Neil Morris, the third-generation owner of King Mountain, North Carolina-based Morris Scrap Metal Co. Inc., relays the product review his operator provided after first running the scrap yard’s new Zato Blue Devil shredder.
Morris says, at first, the operator was a bit skeptical of the machine’s ability to handle the busheling and No. 2 steel scrap it would be fed daily. Then, he put the Blue Devil to work after its installation in December 2022.
“We put this thing in, and he said, ‘Man, that’s a scrap-eating monster,’” Morris says.
In the six months since the company’s King Mountain scrap yard installed the electric Zato shredder, Morris says the yard’s production has doubled while creating a recycled product that delights buyers.
“I’m getting about $25 more per ton than No. 2 scrap [usually gets] at a steel mill,” Morris says. “I’m getting a premium for my No. 2 scrap. [The Blue Devil] makes a beautiful product. The steel mills love it.”
Zato, an Italy-based equipment manufacturer with North American headquarters in Atlanta, has designed the Blue Devil to serve as a versatile tool for customers shredding ferrous and nonferrous material. The machine is powered by a pair of 350-horsepower motors and features counter-rotating cutting shafts coupled to four planetary gearboxes. The slow-rotating, high-torque shafts create a powerful cutting action that creates less noise, less dust and greater cutting efficiency.
For Morris, the shredder met his company’s need to process unprepared busheling and No. 2 steel. He first researched Zato’s product by touring several European installations in 2016, then ultimately decided to purchase a Blue Devil in April of 2022 rather than purchase a new shear.
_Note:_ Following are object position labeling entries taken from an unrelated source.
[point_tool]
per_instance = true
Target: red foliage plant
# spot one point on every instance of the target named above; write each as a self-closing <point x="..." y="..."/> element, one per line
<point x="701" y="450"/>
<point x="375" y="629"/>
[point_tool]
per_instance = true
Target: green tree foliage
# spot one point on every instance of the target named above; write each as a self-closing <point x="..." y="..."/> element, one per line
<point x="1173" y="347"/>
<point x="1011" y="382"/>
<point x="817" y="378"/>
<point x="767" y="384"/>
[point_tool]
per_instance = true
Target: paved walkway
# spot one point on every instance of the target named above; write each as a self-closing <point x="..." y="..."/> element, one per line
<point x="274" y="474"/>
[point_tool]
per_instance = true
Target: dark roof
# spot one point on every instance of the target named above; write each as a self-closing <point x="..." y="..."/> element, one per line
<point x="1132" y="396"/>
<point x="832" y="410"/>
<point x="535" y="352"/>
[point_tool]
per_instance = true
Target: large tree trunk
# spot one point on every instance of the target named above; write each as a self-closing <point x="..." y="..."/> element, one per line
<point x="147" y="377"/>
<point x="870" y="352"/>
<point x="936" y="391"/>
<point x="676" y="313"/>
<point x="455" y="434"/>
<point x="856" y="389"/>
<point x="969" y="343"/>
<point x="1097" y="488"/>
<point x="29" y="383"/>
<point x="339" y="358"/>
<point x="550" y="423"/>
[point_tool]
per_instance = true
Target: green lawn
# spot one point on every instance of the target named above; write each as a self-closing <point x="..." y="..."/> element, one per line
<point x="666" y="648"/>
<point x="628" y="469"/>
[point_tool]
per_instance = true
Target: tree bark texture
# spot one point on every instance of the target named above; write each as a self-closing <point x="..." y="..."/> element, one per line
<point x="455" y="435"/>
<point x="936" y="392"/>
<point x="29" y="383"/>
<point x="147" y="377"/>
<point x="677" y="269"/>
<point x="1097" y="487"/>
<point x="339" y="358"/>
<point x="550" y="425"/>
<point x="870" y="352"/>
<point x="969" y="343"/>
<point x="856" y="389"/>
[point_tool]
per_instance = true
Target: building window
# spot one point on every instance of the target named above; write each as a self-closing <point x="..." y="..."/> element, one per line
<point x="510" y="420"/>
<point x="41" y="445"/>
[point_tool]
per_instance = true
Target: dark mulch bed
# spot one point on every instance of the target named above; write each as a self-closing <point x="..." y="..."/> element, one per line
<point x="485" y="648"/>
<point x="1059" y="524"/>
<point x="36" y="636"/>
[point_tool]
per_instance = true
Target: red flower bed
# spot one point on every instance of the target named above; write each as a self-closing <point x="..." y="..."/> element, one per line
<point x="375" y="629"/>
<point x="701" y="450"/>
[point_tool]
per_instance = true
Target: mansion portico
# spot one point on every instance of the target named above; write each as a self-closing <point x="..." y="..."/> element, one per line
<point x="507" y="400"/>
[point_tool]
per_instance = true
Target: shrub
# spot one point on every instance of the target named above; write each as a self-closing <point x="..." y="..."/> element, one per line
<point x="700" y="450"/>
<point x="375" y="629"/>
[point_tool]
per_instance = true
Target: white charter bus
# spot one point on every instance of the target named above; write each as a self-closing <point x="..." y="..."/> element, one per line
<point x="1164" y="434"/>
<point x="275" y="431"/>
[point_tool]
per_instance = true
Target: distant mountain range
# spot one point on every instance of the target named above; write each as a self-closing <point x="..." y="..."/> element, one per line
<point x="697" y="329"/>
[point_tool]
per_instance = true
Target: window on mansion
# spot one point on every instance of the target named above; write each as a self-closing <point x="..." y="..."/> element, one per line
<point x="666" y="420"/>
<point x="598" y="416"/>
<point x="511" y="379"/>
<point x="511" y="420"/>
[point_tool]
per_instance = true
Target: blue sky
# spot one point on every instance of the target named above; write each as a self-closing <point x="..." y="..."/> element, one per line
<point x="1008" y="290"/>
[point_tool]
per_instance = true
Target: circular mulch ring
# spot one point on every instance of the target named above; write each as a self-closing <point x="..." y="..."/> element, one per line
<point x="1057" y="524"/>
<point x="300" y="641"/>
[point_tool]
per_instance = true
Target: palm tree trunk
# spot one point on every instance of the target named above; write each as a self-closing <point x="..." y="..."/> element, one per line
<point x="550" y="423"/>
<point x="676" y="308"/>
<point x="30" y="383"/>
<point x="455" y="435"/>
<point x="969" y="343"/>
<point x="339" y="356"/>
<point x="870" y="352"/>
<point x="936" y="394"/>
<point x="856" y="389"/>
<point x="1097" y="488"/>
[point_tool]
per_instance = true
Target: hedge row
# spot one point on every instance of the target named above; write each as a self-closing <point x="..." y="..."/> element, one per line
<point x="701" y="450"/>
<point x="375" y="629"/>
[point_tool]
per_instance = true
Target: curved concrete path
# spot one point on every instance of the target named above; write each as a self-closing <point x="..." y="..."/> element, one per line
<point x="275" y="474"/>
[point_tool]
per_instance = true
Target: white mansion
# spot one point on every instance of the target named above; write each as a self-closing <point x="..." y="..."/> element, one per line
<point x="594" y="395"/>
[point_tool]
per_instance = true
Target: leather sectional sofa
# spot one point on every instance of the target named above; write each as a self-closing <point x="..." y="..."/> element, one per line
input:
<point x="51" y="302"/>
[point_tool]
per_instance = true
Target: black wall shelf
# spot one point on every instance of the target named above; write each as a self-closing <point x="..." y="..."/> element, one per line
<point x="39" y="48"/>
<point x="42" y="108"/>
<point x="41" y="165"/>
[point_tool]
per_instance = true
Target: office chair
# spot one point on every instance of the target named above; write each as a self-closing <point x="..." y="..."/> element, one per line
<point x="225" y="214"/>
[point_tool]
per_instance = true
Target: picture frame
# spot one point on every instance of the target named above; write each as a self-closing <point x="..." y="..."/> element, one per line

Now, he is running 30 to 35 tons of unprepared busheling through the machine per hour and 20 to 25 tons of No. 2 steel per hour. The shredder runs for six or seven hours per day and processes approximately 100 to 120 tons of material daily—roughly five to six truckloads.
Before the Blue Devil, when the company was using just its shear to process scrap, it was filling three truckloads per day. Morris says the shredder has nearly doubled his production while creating a denser product that makes trucks easier to load and achieve maximum weights without a lot of extra packing.
“I’ll run chain link fence through it [and] smaller cable,” Morris says. “Some of the material, you’ve got to run it through multiple times. If you run a big ball of chain link fence through it, you’ll have to run it again. But one thing it has done, it makes a product that is loose and fluffy and denser. [Steel mills] I sell my scrap to love it.”
Morris Scrap Metal is a family-owned company dating back to its founding by Neil’s grandfather, Nelson Earl Morris, in 1931. Now a full-service scrap metal company, Morris operates two yards, one in King Mountain and another in Rock Hill, South Carolina, known as Carolina Salvage. The company buys scrap vehicles, buys and sells numerous types of ferrous and nonferrous metals, recycles retail and industrial scrap metal and offers industrial services, such as on-site scrap container services, on-site metal value analysis, 24-hour container pickups, demolition, rigging and more.
When it comes to the venerable scrap company’s new Zato electric shredder, ease of use and its low-maintenance design have only added to the machine’s value.
“It’s the simplest machine,” Morris says. “With a guillotine shear, there’s a lot of grease and a lot of moving parts—a lot of maintenance. [With the Blue Devil], you’ve got four planetary gear boxes that have a hole in them, and the thing greases itself. You’ve got four bearings, and it pushes in new grease and pushes out old grease all day long. It’s just so simple.
“The knife life, they say it’s normally 20,000 tons before you have to change them out,” he adds. “I’d say you have to change them more like once a year. … With electric motors, you service them once a year, and they’re maintenance-free.”
Morris also points to Zato’s customer service, despite the considerable distance between King Mountain and Prevalle, Italy, as another positive.
“We’re about a six-hour time difference between here and Italy,” he says. “When we first put this thing in, there were little glitches here and there—nothing major. We blew a few fuses. But my guy would call Italy at 4 p.m., which would be about 10 p.m. over in Italy, and they would still answer the call and take care of the machine. That’s a plus.”